There’s a little bit of Jesus in Dionysos, the Greek god of wine, madness, revelry, and theater. He is the child of a human woman and a god. He takes on a mortal form to interact with human beings. Anyone fond of Greek tragedy or mythology is getting their righteous email pants on in response to me writing this, but I’m just trying to point out—to those who notice the similarities—that dying and rising gods are fairly common throughout world religions. And the plays of the Greeks were not only theater. They were also religious rites.

Upon entering Shaking the Tree’s large warehouse, it’s hard to look away from the striking figure sitting on stage whose hair is braided into the shape of faun horns, whose neck shines with iridescent bird feathers, and whose long green gown spills out for yards with flowering fabric.
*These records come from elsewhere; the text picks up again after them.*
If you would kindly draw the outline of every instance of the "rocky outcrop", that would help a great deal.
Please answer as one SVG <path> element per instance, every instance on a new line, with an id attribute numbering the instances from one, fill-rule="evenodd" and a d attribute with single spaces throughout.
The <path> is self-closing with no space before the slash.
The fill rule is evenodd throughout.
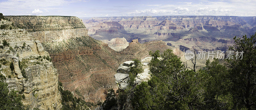
<path id="1" fill-rule="evenodd" d="M 0 49 L 1 74 L 7 78 L 5 81 L 9 88 L 24 94 L 22 102 L 30 109 L 61 109 L 59 74 L 48 53 L 27 31 L 13 29 L 0 30 L 0 40 L 6 40 L 10 44 Z M 9 66 L 12 63 L 13 70 Z"/>
<path id="2" fill-rule="evenodd" d="M 149 68 L 148 64 L 152 58 L 152 57 L 145 57 L 140 61 L 142 64 L 142 68 L 143 72 L 138 74 L 135 78 L 134 83 L 136 84 L 139 84 L 143 81 L 147 81 L 150 79 L 150 75 Z M 129 85 L 129 72 L 130 68 L 135 66 L 132 65 L 133 62 L 132 61 L 129 61 L 124 62 L 121 64 L 117 70 L 117 73 L 114 75 L 116 79 L 116 82 L 118 85 L 119 89 L 124 90 Z"/>
<path id="3" fill-rule="evenodd" d="M 180 45 L 189 48 L 194 46 L 198 50 L 223 49 L 229 44 L 220 42 L 212 44 L 205 41 L 203 43 L 198 41 L 193 44 L 186 44 L 180 41 L 202 37 L 230 40 L 235 36 L 242 36 L 256 32 L 255 17 L 171 16 L 100 17 L 84 19 L 85 26 L 92 30 L 102 29 L 103 28 L 96 26 L 103 26 L 98 24 L 104 24 L 103 23 L 107 22 L 113 25 L 118 22 L 124 27 L 124 29 L 116 28 L 115 33 L 102 31 L 97 35 L 92 33 L 92 37 L 97 40 L 109 40 L 113 38 L 110 36 L 113 36 L 124 37 L 129 42 L 130 40 L 138 39 L 141 43 L 144 41 L 162 40 L 166 43 L 175 42 L 173 43 L 175 45 L 173 46 L 177 48 L 179 48 Z M 104 30 L 111 29 L 104 27 Z"/>
<path id="4" fill-rule="evenodd" d="M 75 17 L 6 16 L 14 26 L 24 29 L 41 42 L 62 41 L 87 36 L 82 20 Z"/>
<path id="5" fill-rule="evenodd" d="M 108 44 L 109 47 L 117 51 L 120 51 L 126 48 L 129 45 L 129 42 L 124 37 L 117 37 L 112 39 L 110 40 L 101 40 L 101 41 Z"/>

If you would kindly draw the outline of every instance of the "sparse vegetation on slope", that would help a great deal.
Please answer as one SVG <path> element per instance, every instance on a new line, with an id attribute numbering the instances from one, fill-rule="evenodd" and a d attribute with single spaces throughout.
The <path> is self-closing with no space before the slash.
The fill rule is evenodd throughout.
<path id="1" fill-rule="evenodd" d="M 126 90 L 132 92 L 127 94 L 125 90 L 118 91 L 119 94 L 115 98 L 120 102 L 108 108 L 111 110 L 255 109 L 256 33 L 249 38 L 246 35 L 242 38 L 235 37 L 234 40 L 235 45 L 229 49 L 243 51 L 242 59 L 214 59 L 212 62 L 208 60 L 205 67 L 196 71 L 188 70 L 172 50 L 167 49 L 161 55 L 158 51 L 151 53 L 151 79 L 136 86 L 134 89 L 128 88 Z M 124 94 L 128 96 L 124 97 Z M 127 106 L 129 104 L 132 106 Z"/>

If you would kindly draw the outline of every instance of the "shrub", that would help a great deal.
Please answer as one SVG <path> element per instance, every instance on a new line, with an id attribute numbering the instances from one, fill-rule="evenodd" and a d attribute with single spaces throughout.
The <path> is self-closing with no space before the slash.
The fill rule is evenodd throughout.
<path id="1" fill-rule="evenodd" d="M 23 69 L 23 70 L 22 70 L 21 71 L 21 74 L 22 74 L 22 76 L 23 77 L 26 79 L 27 75 L 26 75 L 26 72 L 25 71 L 25 70 Z"/>
<path id="2" fill-rule="evenodd" d="M 10 69 L 11 69 L 11 71 L 13 71 L 14 70 L 14 65 L 12 62 L 11 62 L 11 63 L 10 63 Z"/>
<path id="3" fill-rule="evenodd" d="M 3 45 L 4 47 L 9 46 L 10 44 L 5 40 L 3 40 Z"/>
<path id="4" fill-rule="evenodd" d="M 50 60 L 50 57 L 49 56 L 47 56 L 46 57 L 46 58 L 45 58 L 45 59 L 46 59 L 48 61 Z"/>

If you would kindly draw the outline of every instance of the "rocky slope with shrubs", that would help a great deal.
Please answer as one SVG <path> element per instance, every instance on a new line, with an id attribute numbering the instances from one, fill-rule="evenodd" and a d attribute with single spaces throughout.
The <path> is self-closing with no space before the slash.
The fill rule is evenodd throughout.
<path id="1" fill-rule="evenodd" d="M 0 71 L 9 90 L 21 95 L 24 108 L 60 109 L 59 74 L 48 53 L 25 30 L 0 22 L 5 27 L 0 30 Z"/>
<path id="2" fill-rule="evenodd" d="M 172 48 L 162 41 L 141 44 L 138 40 L 135 39 L 130 43 L 126 48 L 117 52 L 108 47 L 107 44 L 87 36 L 86 31 L 81 32 L 81 34 L 71 38 L 61 38 L 66 37 L 63 37 L 63 35 L 68 34 L 65 33 L 66 30 L 77 29 L 86 30 L 84 25 L 81 26 L 83 24 L 81 23 L 81 20 L 76 19 L 76 17 L 18 16 L 7 16 L 7 18 L 11 21 L 13 21 L 15 23 L 14 23 L 15 26 L 23 26 L 25 30 L 30 31 L 29 33 L 32 35 L 34 35 L 33 33 L 38 32 L 64 31 L 61 33 L 54 32 L 47 34 L 49 37 L 51 35 L 59 36 L 56 39 L 49 38 L 48 40 L 42 39 L 44 37 L 43 35 L 38 34 L 35 37 L 40 39 L 44 48 L 52 58 L 53 65 L 58 70 L 57 73 L 59 75 L 59 79 L 62 83 L 63 90 L 70 91 L 77 98 L 95 103 L 105 99 L 104 93 L 108 90 L 111 88 L 115 90 L 117 89 L 114 75 L 120 64 L 135 58 L 141 59 L 149 56 L 148 53 L 150 50 L 154 51 L 160 50 L 163 52 L 166 49 Z M 35 22 L 34 20 L 20 20 L 23 21 L 22 22 L 17 20 L 19 19 L 30 19 L 31 18 L 38 19 L 40 22 Z M 59 20 L 59 22 L 54 19 Z M 73 22 L 74 21 L 76 22 Z M 57 26 L 60 26 L 60 27 L 66 26 L 65 24 L 73 27 L 61 28 L 62 30 L 60 30 L 57 29 L 59 27 L 51 26 L 52 26 L 50 23 L 56 24 Z M 63 23 L 65 23 L 63 24 Z M 31 31 L 32 27 L 27 26 L 28 24 L 33 24 L 32 26 L 35 26 L 31 27 L 34 29 L 33 31 Z M 42 26 L 35 26 L 40 25 Z M 116 29 L 122 28 L 118 27 L 118 26 L 111 25 Z M 61 40 L 51 40 L 51 39 Z"/>

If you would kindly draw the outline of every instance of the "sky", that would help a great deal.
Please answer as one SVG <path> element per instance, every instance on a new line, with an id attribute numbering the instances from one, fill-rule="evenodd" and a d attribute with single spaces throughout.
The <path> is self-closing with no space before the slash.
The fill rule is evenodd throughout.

At the risk of ruining a mystery, this is Dionysos (Aries Osiris). He sits motionless until the play commences, at which time he stands to shocking, god-like height, introduces himself as the son of Zeus, and explains that his godliness has been challenged by the royalty of Thebes—his own aunt Agave (Kelly Godell) and cousin, the current king, Pentheus (Zak Westfall). Dionysos has returned to punish his family for their lack of belief, a variation on many recurring themes in Greek tragedies where family members eat, marry, and murder each other.

Osiris has a strong handle on playing a god, and their performance is both that of a grand master of ceremonies and an icy observer. Westfall and his character’s guard (Caleb Sohigian) manage to play comedy in opposition to Osiris’ majesty, and for that they deserve high praise.

A truly difficult aspect of adapting a Greek play is that something needs to be done with the chorus—who are like an editor’s note of five to 20 people shouting background info the audience might want to know. What Shaking the Tree has done with this Greek chorus of Dionysos’ followers, the Bakkhai, is another major reason to see the show. They speak in intricate pairings, sometimes twos, sometimes threes. The pairings shift as much as the play implies that they do (sexually) with each other. They are the capricious, gender-non-conforming followers of the god of inebriation and theater, after all. They will eyefuck you, if you invite it.

Within the group are stars. Not everyone in the chorus is suited for the songs that resemble spirituals, but during more classic choral moments, the singing fared better. I wasn’t expecting much from Godell at the beginning—her high, small voice felt lost among the power of members like Tamera Lyn and Gerrin Delane Mitchell—but when Agave is spurred to fury, Godell’s rage shot through the audience like a shock. And when Bakkhai reached its climax, the chorus mesmerized all with an illustrative dance that made me wonder if they are all more dancers that sing, than singers that dance.

Behind every Greek tragedy is so much story that new audiences can feel very confused. In many ways, reading comics—with all the retroactive history rewrites, changing character names, and multiple versions of the same story—best prepared me for Greek tragedies. In Bakkhai, there’s no attempt made to explain that Bromios is another name for Dionysos, and I was way too afraid of the chorus to pull out my phone. So I can’t promise that everything about Bakkhai will make sense, but Shaking the Tree puts on a hell of an interpretation—all colors, beautiful occultish folk art, and age-old human drama.